September’s Ifo index fell further than was expected, from 115.9 to 115.2, against economist forecasts for a reading of 116.0. The survey polls more than 7,000 German businesses, asking them to rate the relative health of conditions in their respective industries.
“While the Ifo suggests that business sentiment dipped ahead of yesterday’s federal election, we suspect that a more likely cause of the decline is the recent strength of the euro, rather than political uncertainty,” says Stephen Brown, a European economist at Capital Economics.
Both the current activity and the expectations components of the index declined for September, while the current activity component had also posted a fall in August. However, the elevated level of the index still points toward solid growth for the German economy in the third quarter.
“Despite the fall in the BCI, on past form it still points to a sharp rise in annual GDP growth from Q2’s 2.1% to around 4%,” says Brown. “We still think that annual GDP growth will be around 2.3% this year, the strongest since 2011.”
The Euro was little changed in response to the release although it is broadly lower on the morning in the wake of Sunday’s election outcome.

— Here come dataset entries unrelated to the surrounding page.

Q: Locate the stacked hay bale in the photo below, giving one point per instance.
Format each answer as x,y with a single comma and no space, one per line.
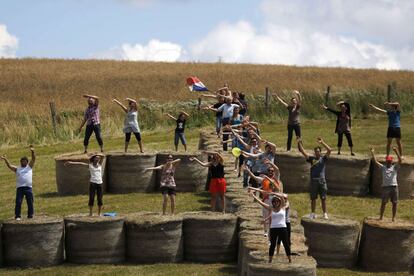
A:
386,246
74,179
210,237
333,242
405,179
153,238
95,240
33,242
297,182
348,175
125,172
189,177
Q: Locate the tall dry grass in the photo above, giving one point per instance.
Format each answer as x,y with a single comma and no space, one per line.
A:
28,85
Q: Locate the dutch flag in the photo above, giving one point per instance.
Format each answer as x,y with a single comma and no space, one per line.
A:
194,84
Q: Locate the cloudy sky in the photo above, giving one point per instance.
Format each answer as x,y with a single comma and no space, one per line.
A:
346,33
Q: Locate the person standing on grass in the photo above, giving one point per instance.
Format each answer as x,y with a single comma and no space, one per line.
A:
278,228
167,185
317,171
179,129
92,120
394,125
24,183
95,182
218,182
293,119
228,109
343,124
389,181
131,122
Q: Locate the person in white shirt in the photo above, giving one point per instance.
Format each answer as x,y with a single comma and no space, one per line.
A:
24,182
389,181
95,185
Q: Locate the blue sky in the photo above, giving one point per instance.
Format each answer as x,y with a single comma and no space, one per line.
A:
346,33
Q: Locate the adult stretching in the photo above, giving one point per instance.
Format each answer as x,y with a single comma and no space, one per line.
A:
92,120
131,122
278,228
167,185
343,124
394,125
24,183
293,119
95,182
317,171
389,181
179,129
218,182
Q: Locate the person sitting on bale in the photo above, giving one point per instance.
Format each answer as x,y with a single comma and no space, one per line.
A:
24,183
389,181
317,171
95,182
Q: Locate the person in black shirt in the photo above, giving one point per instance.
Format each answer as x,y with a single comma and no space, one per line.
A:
179,130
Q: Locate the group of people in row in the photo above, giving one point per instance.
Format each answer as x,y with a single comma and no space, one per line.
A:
256,160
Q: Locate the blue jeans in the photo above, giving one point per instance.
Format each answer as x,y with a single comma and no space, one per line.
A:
20,193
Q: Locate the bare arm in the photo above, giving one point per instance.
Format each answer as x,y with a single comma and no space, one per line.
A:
377,108
120,104
11,167
325,145
33,159
280,100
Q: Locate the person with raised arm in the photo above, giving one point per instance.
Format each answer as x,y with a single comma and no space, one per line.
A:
343,123
92,120
179,129
318,184
24,183
95,181
217,186
293,119
278,228
167,184
131,122
392,109
389,181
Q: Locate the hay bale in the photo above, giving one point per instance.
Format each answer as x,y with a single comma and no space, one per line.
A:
333,242
386,246
33,242
74,180
297,182
300,266
348,175
189,177
405,180
210,237
154,239
126,172
95,240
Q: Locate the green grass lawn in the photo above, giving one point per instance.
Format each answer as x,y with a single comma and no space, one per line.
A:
365,133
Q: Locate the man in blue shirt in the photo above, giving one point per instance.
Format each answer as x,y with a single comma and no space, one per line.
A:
392,109
317,171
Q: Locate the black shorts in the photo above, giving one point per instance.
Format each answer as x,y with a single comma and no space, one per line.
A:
168,190
394,132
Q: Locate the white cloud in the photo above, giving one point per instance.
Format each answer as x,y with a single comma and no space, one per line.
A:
8,43
155,50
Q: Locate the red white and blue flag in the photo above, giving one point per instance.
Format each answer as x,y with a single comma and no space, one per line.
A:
194,84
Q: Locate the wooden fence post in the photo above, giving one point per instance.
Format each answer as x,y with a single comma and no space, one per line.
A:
267,98
53,113
328,90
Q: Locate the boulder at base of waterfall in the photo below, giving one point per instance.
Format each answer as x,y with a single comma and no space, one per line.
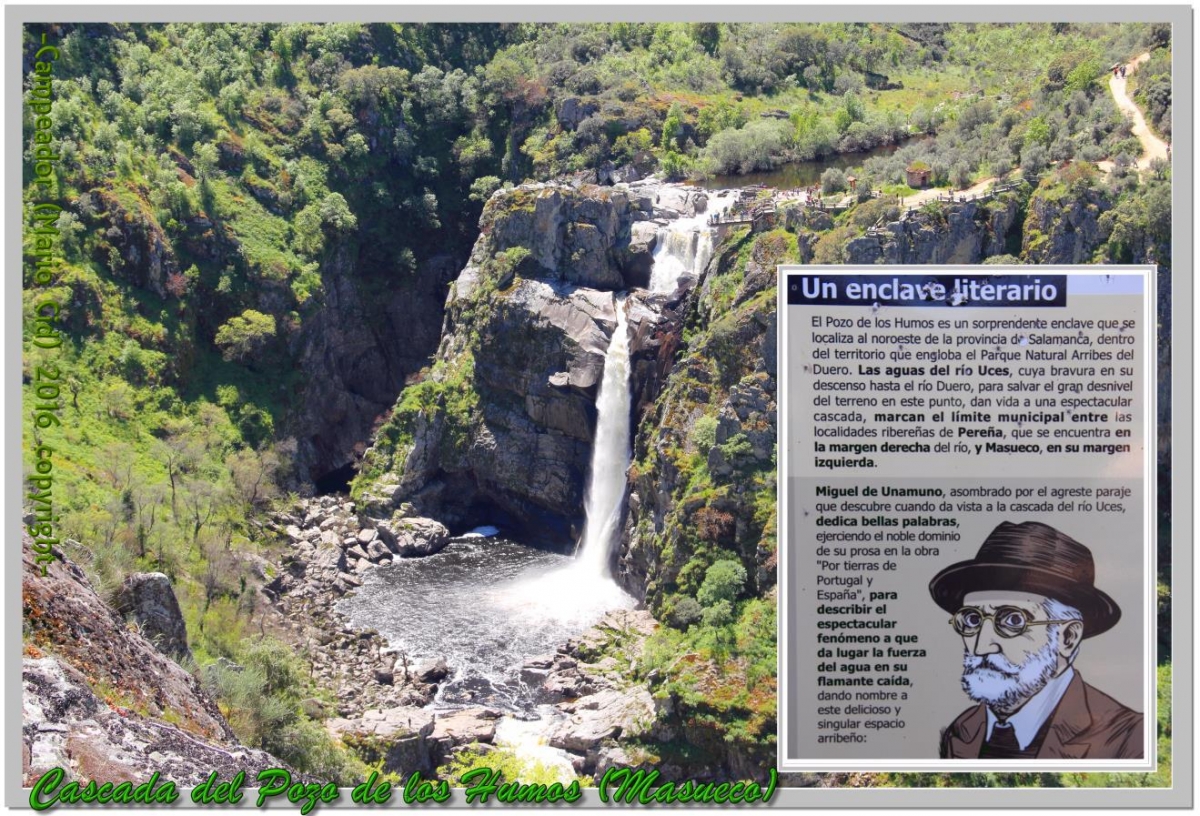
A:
606,714
414,537
466,725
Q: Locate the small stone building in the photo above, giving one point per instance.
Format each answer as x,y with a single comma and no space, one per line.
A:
917,175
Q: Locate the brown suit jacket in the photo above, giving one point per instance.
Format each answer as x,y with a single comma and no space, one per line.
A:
1086,725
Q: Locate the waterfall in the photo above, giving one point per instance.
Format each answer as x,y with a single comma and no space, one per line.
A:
610,454
684,246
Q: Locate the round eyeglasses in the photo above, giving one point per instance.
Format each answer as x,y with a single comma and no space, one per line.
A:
1007,621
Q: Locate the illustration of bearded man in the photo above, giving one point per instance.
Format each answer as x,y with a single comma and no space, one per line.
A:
1023,607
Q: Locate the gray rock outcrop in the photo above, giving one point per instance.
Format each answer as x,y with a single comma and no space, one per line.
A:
67,726
150,600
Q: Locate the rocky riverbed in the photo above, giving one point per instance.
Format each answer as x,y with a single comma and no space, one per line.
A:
585,700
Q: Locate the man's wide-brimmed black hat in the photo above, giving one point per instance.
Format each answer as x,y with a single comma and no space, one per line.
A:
1030,558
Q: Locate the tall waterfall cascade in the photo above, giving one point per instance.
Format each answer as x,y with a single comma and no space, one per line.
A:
486,604
610,454
684,246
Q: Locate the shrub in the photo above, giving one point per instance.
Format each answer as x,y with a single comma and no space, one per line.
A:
245,335
723,582
703,433
756,147
833,180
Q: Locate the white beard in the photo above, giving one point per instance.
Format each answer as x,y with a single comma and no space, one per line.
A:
1003,685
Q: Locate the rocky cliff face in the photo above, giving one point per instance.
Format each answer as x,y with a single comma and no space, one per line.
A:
702,481
502,427
102,702
1063,226
355,352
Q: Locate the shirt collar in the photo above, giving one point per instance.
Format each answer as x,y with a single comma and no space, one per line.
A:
1032,715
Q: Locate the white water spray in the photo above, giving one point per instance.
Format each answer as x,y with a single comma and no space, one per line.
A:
684,246
610,454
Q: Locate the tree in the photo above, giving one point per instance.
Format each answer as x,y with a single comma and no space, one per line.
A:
336,216
833,180
244,336
672,129
723,582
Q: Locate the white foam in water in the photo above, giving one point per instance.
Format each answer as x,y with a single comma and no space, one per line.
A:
487,606
685,246
583,591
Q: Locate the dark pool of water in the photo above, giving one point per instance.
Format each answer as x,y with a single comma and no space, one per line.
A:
484,606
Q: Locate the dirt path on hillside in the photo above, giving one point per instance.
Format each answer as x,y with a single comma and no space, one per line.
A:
1152,147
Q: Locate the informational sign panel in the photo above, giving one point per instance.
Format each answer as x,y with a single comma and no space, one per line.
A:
967,535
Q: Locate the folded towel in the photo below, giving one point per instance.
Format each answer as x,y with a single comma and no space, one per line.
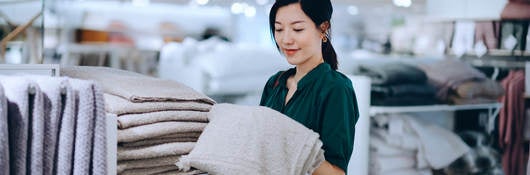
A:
84,125
4,134
134,87
151,170
130,120
16,91
51,89
158,129
238,141
117,105
65,146
168,149
147,163
158,141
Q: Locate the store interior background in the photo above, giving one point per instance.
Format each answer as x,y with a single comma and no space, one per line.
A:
167,38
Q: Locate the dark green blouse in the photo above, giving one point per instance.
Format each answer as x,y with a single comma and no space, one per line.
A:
324,102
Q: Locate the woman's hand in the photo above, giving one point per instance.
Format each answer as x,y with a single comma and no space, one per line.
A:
327,168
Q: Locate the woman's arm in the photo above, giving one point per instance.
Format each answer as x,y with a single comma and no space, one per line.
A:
327,168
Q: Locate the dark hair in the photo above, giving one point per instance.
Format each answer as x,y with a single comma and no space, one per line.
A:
319,11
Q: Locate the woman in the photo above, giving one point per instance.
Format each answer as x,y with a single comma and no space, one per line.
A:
313,93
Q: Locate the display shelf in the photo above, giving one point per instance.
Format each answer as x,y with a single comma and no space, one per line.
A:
493,107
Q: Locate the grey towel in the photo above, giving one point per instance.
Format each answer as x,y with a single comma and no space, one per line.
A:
16,91
99,155
51,89
130,120
147,163
4,134
254,140
168,149
65,146
84,125
135,87
158,129
117,105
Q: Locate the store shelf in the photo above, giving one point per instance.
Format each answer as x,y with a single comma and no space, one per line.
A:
374,110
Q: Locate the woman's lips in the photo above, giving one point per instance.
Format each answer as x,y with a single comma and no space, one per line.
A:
290,52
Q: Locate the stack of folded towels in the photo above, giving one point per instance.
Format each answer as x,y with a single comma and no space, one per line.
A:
158,120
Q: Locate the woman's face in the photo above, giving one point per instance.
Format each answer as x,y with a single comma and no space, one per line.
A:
297,36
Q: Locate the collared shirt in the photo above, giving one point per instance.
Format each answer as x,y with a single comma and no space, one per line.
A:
324,102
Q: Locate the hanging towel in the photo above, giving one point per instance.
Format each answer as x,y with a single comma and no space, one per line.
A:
51,89
67,130
16,91
37,114
117,105
147,163
134,87
84,125
254,140
4,134
158,129
168,149
130,120
99,154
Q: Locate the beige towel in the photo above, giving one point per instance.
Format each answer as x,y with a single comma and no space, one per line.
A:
158,129
135,87
152,142
130,120
168,149
254,140
147,163
119,106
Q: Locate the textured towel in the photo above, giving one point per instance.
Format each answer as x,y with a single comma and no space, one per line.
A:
37,115
65,148
117,105
16,91
147,163
158,129
134,87
51,89
84,125
99,154
168,149
4,134
130,120
238,141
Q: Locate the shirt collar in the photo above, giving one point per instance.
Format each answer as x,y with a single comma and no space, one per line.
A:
308,78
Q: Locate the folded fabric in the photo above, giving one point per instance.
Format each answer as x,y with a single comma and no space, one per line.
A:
4,134
238,141
151,170
168,149
134,87
158,141
16,91
158,129
481,88
147,163
119,106
392,73
130,120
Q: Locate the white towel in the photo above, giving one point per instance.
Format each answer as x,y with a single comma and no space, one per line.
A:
157,130
99,154
4,134
130,120
117,105
254,140
66,141
136,87
51,89
84,125
16,91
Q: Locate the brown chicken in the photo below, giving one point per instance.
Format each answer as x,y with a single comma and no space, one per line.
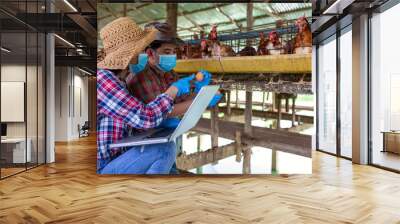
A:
213,36
274,45
262,45
302,43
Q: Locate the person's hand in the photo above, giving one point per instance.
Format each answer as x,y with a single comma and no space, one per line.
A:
171,122
183,85
206,80
215,100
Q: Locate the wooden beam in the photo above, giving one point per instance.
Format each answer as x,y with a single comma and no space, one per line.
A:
284,141
238,141
285,63
199,169
274,162
214,129
270,114
279,99
233,21
198,159
269,105
228,103
293,111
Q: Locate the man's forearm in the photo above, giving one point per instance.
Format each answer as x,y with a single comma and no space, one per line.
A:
180,108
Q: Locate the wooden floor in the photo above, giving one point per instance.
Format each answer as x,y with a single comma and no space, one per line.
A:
69,191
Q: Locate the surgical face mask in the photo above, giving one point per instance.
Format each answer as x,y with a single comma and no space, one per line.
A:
167,62
142,62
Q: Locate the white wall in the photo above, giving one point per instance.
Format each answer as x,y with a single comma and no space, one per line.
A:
70,83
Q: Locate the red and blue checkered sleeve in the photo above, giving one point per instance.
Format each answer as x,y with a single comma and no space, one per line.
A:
115,101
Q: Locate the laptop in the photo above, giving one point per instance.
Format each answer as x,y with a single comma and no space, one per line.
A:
163,135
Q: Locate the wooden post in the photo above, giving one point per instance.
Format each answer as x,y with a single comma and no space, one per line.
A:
278,123
237,95
238,138
172,15
199,170
214,131
287,104
228,103
124,9
274,169
247,129
294,110
248,112
274,101
250,19
263,104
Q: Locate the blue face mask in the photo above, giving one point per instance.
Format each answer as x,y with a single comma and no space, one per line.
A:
142,62
167,62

The common currency slipped 0.35% against the Dollar during early trading in London, to be quoted at 1.1904, while the Pound-to-Euro rate advanced by 0.67% to reach 1.1364.
“Coalition talks will be difficult, they always are. After losing heavily to the AfD in Bavaria, CSU will be prickly, as will the resurgent FDP and the left wing of the Greens. But Merkel is good at bridging such differences,” says Holger Schmieding, chief economist at Germany’s Berenberg.
Sunday’s election ends the grand coalition between Merkel’s CDU and Martin Schultz’s CSU and marks the beginning of what could be weeks-long period of coalition building for Chancellor Angela Merkel. The most likely outcome is seen as a so-called Jamaica coalition involving the CDU, the Green Party and Die Link.
“This will mean slightly lower taxes than under the alternative of another grand coalition, which should boost growth over the next year or two. But the new government will also be less open to immigration and euro-zone integration, which will do the economy no favours further into the future,” says Jennifer McKeown, chief European economist at Capital Economics.
With that said, and as the morning’s Ifo data highlights, the German economy remains in a robust condition while the key issue for the Euro currency going ahead is whether or not the ECB pushes ahead with the tapering of its quantitative easing program in October.
Mario Draghi will speak about monetary policy in Brussels at 15:00. Strategists have noted that the European Central Bank president will need to expand on previous hawkish comments if the Euro is to be saved from further downside against the Dollar over the course of the week.
“We note that EUR/USD is very close to good support levels at 1.1860/1900 and failure of Draghi to give the EUR a boost today could leave it more vulnerable to US tax reform later in the week,” says Chris Turner, head of foreign exchange strategy at ING Group.
However, propping up the Euro on foreign exchange markets runs counter to the ECB’s recent objectives.
In fact, the morning’s weakness plays directly into the hands of ECB policy makers who have been hoping the common currency will ease back from recent highs before they commence the tapering of Eurozone quantitative easing in October.
As such, Draghi’s Monday appearance in Brussels could leave Euro bulls disappointed and may offer the Pound-to-Euro rate scope to appreciate further in the very short term at least.